Vemos aquí al autor algo más serio y no tan abstracto como en sus otros escritos más líricos, pero en total armonía con sus otras obras y siendo siempre fácilmente perceptible su grado de libertad. Esta libertad del autor, de la que habla Nikos Stangos en la introducción, viene determinada por su pensamiento marxista y el planteamiento basado en el razonamiento y sus leyes de esta corriente de pensamiento, que toma en consideración la totalidad de la naturaleza y la experiencia humana. Condiciona esto su forma de acercarse a las personas, a los personajes históricos de los que habla en este libro y que él considera ejemplares e imprescindibles, y también al arte y a la política en general. Este acercamiento, por tanto, no lo realiza de forma analítica a través de las ciencias naturales sino contemplando desde un punto de vista dialéctico una obra o una acción como una situación existencial donde se ha dado libertad total. “La libertad es la facultad de elección entre alternativas que coexisten de una forma dialéctica y totalmente integrada, en cualquier situación concreta. El análisis fragmenta esta integración y, por consiguiente, niega la libertad y resquebraja y viola la obra de arte (…) el grado de libertad, en este sentido, que presentan una obra o una acción determina su exito o su fracaso”, resume Nikos.

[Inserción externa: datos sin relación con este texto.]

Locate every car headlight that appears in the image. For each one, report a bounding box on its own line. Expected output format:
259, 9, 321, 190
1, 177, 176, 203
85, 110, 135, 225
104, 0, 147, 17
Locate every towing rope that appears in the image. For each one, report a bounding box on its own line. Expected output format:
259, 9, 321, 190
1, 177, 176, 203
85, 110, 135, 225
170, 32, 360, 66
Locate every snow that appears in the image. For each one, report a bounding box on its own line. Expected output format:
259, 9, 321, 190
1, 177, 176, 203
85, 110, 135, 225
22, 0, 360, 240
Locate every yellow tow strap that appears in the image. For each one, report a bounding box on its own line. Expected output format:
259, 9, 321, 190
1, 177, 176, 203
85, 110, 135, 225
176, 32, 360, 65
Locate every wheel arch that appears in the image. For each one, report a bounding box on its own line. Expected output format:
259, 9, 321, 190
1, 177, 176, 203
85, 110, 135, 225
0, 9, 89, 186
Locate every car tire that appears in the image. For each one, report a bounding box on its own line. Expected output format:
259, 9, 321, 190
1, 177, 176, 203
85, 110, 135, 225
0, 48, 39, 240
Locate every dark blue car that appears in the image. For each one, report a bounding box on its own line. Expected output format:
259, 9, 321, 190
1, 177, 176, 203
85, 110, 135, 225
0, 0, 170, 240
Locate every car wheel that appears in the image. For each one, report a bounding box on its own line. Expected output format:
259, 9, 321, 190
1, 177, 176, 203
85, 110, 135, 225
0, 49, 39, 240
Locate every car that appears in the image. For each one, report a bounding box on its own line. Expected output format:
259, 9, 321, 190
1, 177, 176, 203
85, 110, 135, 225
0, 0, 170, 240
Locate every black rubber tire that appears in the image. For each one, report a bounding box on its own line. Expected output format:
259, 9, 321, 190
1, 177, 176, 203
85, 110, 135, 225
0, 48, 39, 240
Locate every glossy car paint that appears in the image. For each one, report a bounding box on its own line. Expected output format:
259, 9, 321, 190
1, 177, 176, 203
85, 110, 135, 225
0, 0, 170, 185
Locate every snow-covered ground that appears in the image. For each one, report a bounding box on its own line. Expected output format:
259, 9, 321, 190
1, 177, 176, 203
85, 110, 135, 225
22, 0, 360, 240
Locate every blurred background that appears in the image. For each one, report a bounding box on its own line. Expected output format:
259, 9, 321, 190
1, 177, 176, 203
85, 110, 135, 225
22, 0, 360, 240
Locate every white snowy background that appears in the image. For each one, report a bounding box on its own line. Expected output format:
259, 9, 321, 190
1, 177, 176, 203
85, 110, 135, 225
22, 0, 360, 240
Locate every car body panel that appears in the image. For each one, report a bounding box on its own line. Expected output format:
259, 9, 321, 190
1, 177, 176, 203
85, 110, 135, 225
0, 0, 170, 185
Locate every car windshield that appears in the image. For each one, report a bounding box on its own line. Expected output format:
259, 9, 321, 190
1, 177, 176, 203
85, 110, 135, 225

En su texto Una vez en un poema, recogido en Páginas de la herida, John Berger habla precisamente de esta facultad de elección entre alternativas del lenguaje como esencia de la poesía. “Todo depende de la relación entre las palabras. Y la suma total de todas esas relaciones posibles depende de la manera en la que el escritor se relaciona con el lenguaje, no como vocabulario, no como sintaxis, ni siquiera como estructura, sino como un principio y una presencia”.

Es una determinada sensibilidad, como de la que hablaba al principio, la que articula de una forma concreta y atrayente este lenguaje, como podemos ver en los documentos de John Berger reunidos en este volumen. Es aquí, como decía, menos poético, pero igualmente interesante y curioso, acercándonos a la historia del arte y permitiéndonos profundizar en ella a través de sus autores y sus vidas, muchas veces para el autor más relevantes que su propia obra, aunque no por eso dejan de ser una pieza clave para la comprensión del arte, de la historia y también de la política.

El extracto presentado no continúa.